Christmas in this country scares the pants off of me. As I’ve gotten older, I’ve become more and more disillusioned by the consumer culture of Christmas – when you’re a kid, this is some kind of heresy that stands between you and a Lite Brite, but as you get older, you start to realize how sick it becomes. To see people camped outside of Best Buy on Tuesday to get a Black Friday HDTV that will remain on sale for the next six weeks is one of the few telltale signs that some of us are idiots.
Christmas generally gets a bad rapport from me because of this, but the consumerism isn’t really the problem. It’s the nature behind it. The question is: why can’t we learn to do without?
This thinking has mostly developed in my head over the past year. For example, I think I purposely avoid buying groceries in bulk so I can save some cash, though it almost always comes back to bite me come time for my stomach to grumble. Instead of something substantial, I’ll eat whatever I can scrap together. And I don’t mean to toot my own horn here – it usually turns out quite good.
It happened yesterday. The first find was a box of Clear Value pancake mix I bought back in June, thinking I would be waking up at 6 a.m. to make myself breakfast every morning (or even once) this semester. “Just add water!” it says. The box doesn’t seal, so every time I knock it around in the cabinet a clump white powder shoots out of the top.
The second was a jar of Skippy peanut butter. I haven’t bought bread in a while, so the peanut butter and a jar of jelly have no edible home. One thought is to just freehand them, or to make a nice sandwich using the open pack of tortillas in the back of the fridge and the sandwich press (actually a good option, now that I think of it …).
The third piece of the puzzle was a half bag of Dum Dum’s (dessert) and a bunch of spices. The result: “homemade” cinnamon pancakes with a big glob of peanut butter on each one and some H2O to drink.

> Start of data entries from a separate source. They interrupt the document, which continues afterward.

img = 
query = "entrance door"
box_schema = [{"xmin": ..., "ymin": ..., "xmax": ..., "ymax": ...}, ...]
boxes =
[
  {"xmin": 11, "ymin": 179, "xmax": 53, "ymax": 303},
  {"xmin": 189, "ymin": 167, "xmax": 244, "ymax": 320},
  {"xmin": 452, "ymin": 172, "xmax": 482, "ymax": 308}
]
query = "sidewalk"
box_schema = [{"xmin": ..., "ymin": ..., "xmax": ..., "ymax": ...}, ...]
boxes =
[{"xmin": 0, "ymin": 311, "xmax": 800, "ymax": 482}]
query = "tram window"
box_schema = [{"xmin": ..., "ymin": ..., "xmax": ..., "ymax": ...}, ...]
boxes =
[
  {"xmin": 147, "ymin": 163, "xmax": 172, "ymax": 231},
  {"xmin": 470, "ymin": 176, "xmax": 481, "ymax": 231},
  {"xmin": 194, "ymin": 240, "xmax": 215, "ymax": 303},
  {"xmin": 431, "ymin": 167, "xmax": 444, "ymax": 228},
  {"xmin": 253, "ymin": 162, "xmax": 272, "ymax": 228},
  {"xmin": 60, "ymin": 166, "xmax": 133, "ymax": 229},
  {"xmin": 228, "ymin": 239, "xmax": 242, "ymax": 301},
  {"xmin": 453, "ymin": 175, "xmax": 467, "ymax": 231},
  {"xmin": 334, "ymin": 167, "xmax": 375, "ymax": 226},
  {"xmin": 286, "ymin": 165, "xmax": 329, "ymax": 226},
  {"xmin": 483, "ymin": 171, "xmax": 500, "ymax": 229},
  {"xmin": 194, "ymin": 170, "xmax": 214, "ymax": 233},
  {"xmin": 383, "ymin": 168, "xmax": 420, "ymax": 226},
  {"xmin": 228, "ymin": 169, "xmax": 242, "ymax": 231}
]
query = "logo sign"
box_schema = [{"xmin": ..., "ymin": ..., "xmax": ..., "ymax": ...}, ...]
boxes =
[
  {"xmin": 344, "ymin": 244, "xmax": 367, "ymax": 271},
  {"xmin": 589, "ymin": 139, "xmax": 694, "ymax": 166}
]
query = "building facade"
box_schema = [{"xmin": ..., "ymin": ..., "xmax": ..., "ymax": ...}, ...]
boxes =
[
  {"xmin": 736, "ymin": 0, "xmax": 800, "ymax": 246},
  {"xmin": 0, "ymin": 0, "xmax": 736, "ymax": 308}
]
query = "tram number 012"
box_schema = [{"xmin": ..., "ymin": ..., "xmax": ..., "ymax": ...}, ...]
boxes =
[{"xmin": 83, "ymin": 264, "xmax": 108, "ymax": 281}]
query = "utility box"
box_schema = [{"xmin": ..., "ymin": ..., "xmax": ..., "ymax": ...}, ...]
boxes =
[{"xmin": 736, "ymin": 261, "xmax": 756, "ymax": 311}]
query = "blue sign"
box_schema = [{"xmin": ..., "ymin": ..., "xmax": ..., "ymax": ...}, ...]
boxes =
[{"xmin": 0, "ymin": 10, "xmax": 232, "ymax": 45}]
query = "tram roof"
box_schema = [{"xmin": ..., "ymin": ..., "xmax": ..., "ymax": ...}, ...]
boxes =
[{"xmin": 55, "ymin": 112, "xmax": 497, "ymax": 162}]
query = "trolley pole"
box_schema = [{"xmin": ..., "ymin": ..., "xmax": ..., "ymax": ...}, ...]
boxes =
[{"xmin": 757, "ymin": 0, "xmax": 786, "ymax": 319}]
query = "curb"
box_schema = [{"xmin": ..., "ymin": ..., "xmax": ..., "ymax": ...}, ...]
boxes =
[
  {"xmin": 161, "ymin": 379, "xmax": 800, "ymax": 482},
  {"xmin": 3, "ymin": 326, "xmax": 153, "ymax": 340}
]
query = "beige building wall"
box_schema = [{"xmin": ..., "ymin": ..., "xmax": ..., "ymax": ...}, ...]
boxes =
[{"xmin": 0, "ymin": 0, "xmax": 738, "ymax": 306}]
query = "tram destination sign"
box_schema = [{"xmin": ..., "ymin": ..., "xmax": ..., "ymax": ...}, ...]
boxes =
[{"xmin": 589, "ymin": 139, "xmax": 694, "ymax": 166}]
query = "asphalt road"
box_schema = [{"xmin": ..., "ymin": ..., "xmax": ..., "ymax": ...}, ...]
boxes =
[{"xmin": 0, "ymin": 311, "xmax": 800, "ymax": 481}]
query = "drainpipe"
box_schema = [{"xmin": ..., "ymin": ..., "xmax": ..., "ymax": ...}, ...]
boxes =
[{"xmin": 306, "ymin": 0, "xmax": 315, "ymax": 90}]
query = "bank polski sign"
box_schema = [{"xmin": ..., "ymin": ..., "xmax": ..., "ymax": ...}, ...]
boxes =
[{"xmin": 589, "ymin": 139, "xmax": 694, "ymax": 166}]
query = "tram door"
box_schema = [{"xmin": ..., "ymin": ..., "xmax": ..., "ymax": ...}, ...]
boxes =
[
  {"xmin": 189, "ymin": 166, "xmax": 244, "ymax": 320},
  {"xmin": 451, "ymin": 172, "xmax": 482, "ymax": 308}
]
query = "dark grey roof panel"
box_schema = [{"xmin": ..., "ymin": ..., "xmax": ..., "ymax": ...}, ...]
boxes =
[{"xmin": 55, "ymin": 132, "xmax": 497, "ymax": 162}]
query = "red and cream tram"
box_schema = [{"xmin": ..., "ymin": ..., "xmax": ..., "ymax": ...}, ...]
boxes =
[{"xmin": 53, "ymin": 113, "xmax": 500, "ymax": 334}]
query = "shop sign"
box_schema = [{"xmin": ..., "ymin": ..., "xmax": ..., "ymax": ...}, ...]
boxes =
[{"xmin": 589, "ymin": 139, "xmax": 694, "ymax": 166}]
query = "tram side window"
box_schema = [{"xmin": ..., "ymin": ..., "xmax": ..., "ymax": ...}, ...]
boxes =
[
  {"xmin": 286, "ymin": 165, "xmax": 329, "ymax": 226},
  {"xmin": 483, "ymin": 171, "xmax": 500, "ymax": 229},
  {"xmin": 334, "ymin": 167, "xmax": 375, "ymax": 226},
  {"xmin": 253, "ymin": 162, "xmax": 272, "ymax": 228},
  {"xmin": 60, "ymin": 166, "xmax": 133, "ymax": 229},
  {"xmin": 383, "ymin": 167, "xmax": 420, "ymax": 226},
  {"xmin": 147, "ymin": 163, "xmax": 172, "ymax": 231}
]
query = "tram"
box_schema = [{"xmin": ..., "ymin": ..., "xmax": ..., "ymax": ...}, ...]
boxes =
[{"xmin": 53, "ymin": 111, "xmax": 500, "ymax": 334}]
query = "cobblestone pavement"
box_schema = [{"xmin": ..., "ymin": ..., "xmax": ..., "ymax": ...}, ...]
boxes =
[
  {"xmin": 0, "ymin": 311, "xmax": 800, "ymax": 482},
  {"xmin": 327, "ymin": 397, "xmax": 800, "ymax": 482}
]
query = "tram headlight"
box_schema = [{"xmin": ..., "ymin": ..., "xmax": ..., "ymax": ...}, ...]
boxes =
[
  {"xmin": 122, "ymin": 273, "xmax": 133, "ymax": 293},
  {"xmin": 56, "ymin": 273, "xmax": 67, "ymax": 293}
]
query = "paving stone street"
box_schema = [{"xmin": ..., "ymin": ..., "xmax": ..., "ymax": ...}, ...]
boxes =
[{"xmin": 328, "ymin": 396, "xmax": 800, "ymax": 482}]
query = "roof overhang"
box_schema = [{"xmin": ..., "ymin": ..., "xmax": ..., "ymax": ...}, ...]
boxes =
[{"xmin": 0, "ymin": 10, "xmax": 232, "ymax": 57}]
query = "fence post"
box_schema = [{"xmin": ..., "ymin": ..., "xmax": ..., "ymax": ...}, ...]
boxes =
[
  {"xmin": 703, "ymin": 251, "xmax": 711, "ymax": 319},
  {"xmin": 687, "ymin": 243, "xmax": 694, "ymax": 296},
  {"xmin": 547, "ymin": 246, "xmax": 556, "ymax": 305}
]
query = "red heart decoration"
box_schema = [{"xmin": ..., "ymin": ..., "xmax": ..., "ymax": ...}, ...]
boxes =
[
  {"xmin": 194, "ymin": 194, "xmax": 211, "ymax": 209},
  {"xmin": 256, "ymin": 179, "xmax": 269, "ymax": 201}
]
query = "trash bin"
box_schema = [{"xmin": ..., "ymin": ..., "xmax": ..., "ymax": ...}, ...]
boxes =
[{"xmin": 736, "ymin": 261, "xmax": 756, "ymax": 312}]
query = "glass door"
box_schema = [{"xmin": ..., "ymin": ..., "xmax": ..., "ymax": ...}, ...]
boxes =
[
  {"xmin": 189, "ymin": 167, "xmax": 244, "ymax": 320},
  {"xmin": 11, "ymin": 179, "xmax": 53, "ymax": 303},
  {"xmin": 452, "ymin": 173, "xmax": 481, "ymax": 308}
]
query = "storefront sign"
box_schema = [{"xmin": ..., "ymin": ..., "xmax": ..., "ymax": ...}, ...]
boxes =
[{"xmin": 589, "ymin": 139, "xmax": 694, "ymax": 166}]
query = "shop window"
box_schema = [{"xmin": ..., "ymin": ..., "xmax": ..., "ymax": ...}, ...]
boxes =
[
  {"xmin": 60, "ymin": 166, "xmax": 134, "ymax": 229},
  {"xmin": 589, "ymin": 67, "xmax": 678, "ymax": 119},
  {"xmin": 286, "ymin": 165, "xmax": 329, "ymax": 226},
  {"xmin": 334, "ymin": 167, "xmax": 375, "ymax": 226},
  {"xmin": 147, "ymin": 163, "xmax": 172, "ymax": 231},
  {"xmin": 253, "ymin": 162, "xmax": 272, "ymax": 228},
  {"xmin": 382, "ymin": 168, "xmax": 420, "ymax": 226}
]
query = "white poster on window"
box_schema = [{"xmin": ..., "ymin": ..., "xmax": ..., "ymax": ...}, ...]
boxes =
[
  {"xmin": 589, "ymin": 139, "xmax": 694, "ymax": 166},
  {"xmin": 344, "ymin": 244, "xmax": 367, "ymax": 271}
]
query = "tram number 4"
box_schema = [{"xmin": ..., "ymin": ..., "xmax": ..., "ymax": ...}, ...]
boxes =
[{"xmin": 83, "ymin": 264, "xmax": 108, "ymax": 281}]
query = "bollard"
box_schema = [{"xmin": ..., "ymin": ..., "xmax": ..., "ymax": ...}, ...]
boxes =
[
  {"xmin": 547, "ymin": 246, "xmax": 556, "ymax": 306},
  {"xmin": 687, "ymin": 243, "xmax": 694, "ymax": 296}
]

Not too shabby, if you ask me. But if I’d been asked what I had for dinner without looking, I would have thought only of the Dum Dums and neglected what turned out to be a delicious Frankenstein of a meal. Other results of this method have included the egg and cilantro taco, the blueberry bagel sandwich, and the green beans and jambalaya rice (also from June).
We tend to always want more than we have. We’re uncomfortable to “get by” without the excess, even through if you look, everything you could need is just in the back of the cabinets. Take it from someone who, on occasion, eats wheat bread for dinner: It can be liberating to break free from that mentality. Maybe you don’t need a TV for Christmas, but I can bet you could use the socks you grumble about every year.
But now I’ll get down from my soapbox and go make one of those tortilla PB&Js.